Da quanto esposto delle opere
del Piggot e del Clrk, possiamo desumere che quanto ci portiamo dentro, anche
noi uomini moderni, non può sottrarsi all’influenza fondamentale e perlopiù
inconscia dell’esperienza dei nostri antenati, fin dal periodo neolitico.*
Possiamo anche desumere che
nell’Europa Preistorica convivessero, in due grandi aree originariamente
distinte, due culture sensibilmente diverse tra loro: quella delle case
rettangolari allungate e del villaggio nel centro-est; quella delle case ovali o
rotonde e della grande fattoria circolare isolata nel centro-ovest.*
Le grandi migrazioni dei popoli
europei sino all’epoca romana, portarono poi ad una mescolanza di comunità e
culture che sfociò in una convivenza tra tradizioni e sensibilità diverse tra
loro, che si manifesta in maniera concreta nel rinvenimento, nell’ambito degli
insediamenti sul territorio, delle due fondamentali diverse tipologie
contemporaneamente.*
LA VISIONE ORGANICA IN
ARCHITETTURA: POSSIBILI RIFERIMENTI FILOSOFICI.
L’ILOMORFISMO.
Si potrebbe individuare un primo
riferimento filosofico della concezione organica nell’arte, nell’ilomorfismo,
dottrina filosofica metafisica, di ispirazione neoplatonica, esposta dal
filosofo giudaico Avicebron (1020-1070). Per la concezione ilomorfista tutto ciò
che è, è composto di materia e forma, considerando impossibile la sussistenza di
forme spirituali indipendenti dalla materia.

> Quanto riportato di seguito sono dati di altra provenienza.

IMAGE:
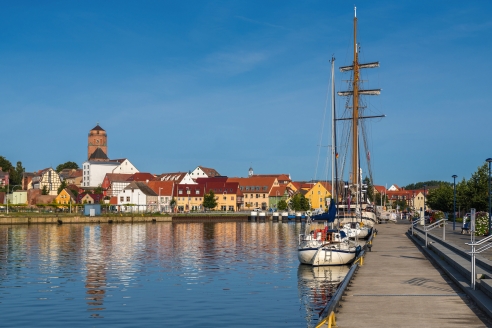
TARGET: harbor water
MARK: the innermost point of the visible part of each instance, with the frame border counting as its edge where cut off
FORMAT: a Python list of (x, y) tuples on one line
[(234, 274)]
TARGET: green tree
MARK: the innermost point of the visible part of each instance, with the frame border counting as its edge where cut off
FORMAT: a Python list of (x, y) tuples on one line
[(282, 205), (441, 198), (18, 174), (66, 165), (209, 200), (63, 185)]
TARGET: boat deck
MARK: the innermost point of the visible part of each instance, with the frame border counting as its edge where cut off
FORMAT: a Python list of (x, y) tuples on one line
[(399, 287)]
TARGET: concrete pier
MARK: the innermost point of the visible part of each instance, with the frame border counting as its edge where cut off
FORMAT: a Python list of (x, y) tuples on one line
[(398, 286)]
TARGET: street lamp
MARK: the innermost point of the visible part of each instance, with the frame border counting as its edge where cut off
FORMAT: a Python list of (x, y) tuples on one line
[(454, 200), (188, 193), (424, 205), (489, 160), (224, 194)]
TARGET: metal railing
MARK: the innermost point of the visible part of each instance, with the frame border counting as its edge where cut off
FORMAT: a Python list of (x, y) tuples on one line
[(477, 251), (433, 226), (328, 314)]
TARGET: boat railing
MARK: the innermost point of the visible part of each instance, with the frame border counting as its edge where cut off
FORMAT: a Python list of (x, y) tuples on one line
[(436, 225), (327, 316)]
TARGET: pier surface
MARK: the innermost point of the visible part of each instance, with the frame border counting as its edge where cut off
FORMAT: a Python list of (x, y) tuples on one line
[(399, 287)]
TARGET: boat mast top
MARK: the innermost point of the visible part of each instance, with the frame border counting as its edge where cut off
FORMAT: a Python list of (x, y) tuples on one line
[(355, 109)]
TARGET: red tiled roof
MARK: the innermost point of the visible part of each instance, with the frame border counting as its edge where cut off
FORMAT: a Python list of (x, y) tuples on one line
[(167, 187), (209, 171), (141, 176)]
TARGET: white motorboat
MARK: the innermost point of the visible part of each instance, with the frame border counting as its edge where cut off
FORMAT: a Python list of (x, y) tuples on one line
[(325, 247), (356, 230)]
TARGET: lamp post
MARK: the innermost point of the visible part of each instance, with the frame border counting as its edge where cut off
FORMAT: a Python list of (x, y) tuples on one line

La storia della filosofia nel
termine filosofico di ilomorfismo o ilemorfismo, comprende quelle dottrine che
considerano appunto, le cose come costituite di materia e forma: con questa
designazione viene particolarmente indicata la teoria aristotelica della materia
e della forma.
Il successivo sviluppo arabo ed
ebraico dell’aristotelismo (Avicebron) ritenne che tutti gli esseri creati,
quindi anche quelli spirituali, fossero composti di materia e forma, delineando
così il principio della composizione ilemorfica universale. Tale teoria fu
accettata da Alessandro di Hales e da S. Bonaventura, il quale precisò che la
materia spirituale non è, come quella corporea, estesa e soggetta a privazione e
corruzione ma consiste piuttosto nella potenzialità insita in tutte le creature.

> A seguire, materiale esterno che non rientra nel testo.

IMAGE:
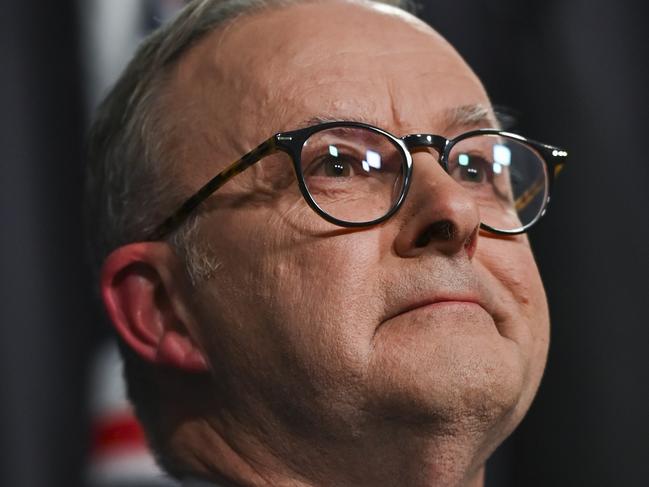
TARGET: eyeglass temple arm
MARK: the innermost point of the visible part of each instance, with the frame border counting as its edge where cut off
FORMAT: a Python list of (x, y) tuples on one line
[(211, 186)]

La dottrina della composizione ilemorfica universale divenne così propria della
corrente Francescana.
Dalla Scolastica che, in quanto
sistematizzazione cristiana dell’aristotelismo, ammetteva i capisaldi della
teoria ilemorfica e di quella della Potenza e dell’Atto (potenza ed atto sono
convertibili con materia e forma). L’ ilemorfismo passò nella moderna
Neoscolastica la quale tentò di dimostrarlo con due argomenti principali:
1-
La necessità di ammettere un elemento
indeterminato potenziale (materia prima) ed un elemento attuale determinante
(forma sostanziale);
2- Il
fatto che la coesistenza nei corpi di proprietà opposte esige due principi
diversi (materia prima e forma sostanziale) da cui queste derivano.
Ma con l’evoluzione della
scienza moderna, numerose furono le critiche che si levarono nei confronti dell’ilemorfismo:
in particolare contro le obiezioni da più parte mosse nei confronti dell’ilemorfismo
di essere incompatibile con le scoperte della scienza moderna, i neoscolastici
lo difendono avvalendosi di argomenti attinti alla meccanica quantica.

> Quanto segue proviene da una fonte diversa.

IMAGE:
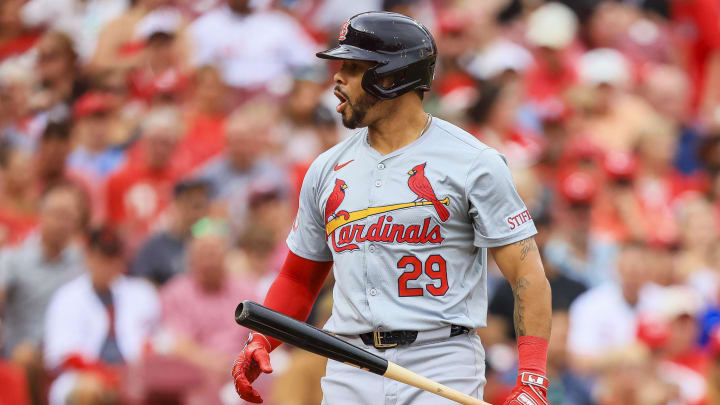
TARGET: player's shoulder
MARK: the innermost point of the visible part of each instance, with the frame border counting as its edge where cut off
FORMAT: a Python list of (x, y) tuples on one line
[(456, 136), (464, 146), (326, 161)]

Nei tempi moderni il Leibniz
sostenne che tutti i fenomeni vitali, anche inconsci, sono dovuti all’azione
dell’anima.
IL VITALISMO
Altro itinerario di approccio
filosofico alla visione organica dell’arte e dell’architettura è quello del
Vitalismo Animistico.
Ad esempio, un’evidente forma di
Vitalismo Animistico è la dottrina di Platone e, parimenti, vitalistico ma con
tendenza all’ilomorfismo è il sistema già visto di Aristotele, adottato in
massima parte da S. Tommaso.
Con il termine di “Vitalismo”,
termine peraltro assai vago, si usano classificare tutte quelle dottrine che
pongono una differenza fondamentale tra il mondo inorganico ed il mondo
organico.
Mondi regolati, quello
inorganico dalle leggi fisiche, quello organico dalle leggi particolari della
vita, leggi che non dipendono da un unico e medesimo principio, bensì da due
principi diversi ed irriducibili.
Ne deriva che la vita non può
venire considerata come un fenomeno fisico di ordine superiore, ma deve venire
pensata come un fenomeno a sé, dipendente da una forza che, senza opporsi
all’esplicazione delle forze fisiche, opera indipendentemente da queste e, in un
certo modo, si sovrappone loro per fare della materia inanimata un essere
vivente.
Sulla natura di questo principio
vitale, gli studiosi vitalisti non sono concordi. Gli argomenti con cui essi
sostengono la differenza tra i due principi sono generalmente attinti dal
diverso modo di comportarsi degli esseri inanimati e degli esseri viventi.
In particolare per quanto
riguarda l’assimilazione, che è la facoltà peculiare dell’organismo vivente di
trasformare sostanze estranee in sostanza propria.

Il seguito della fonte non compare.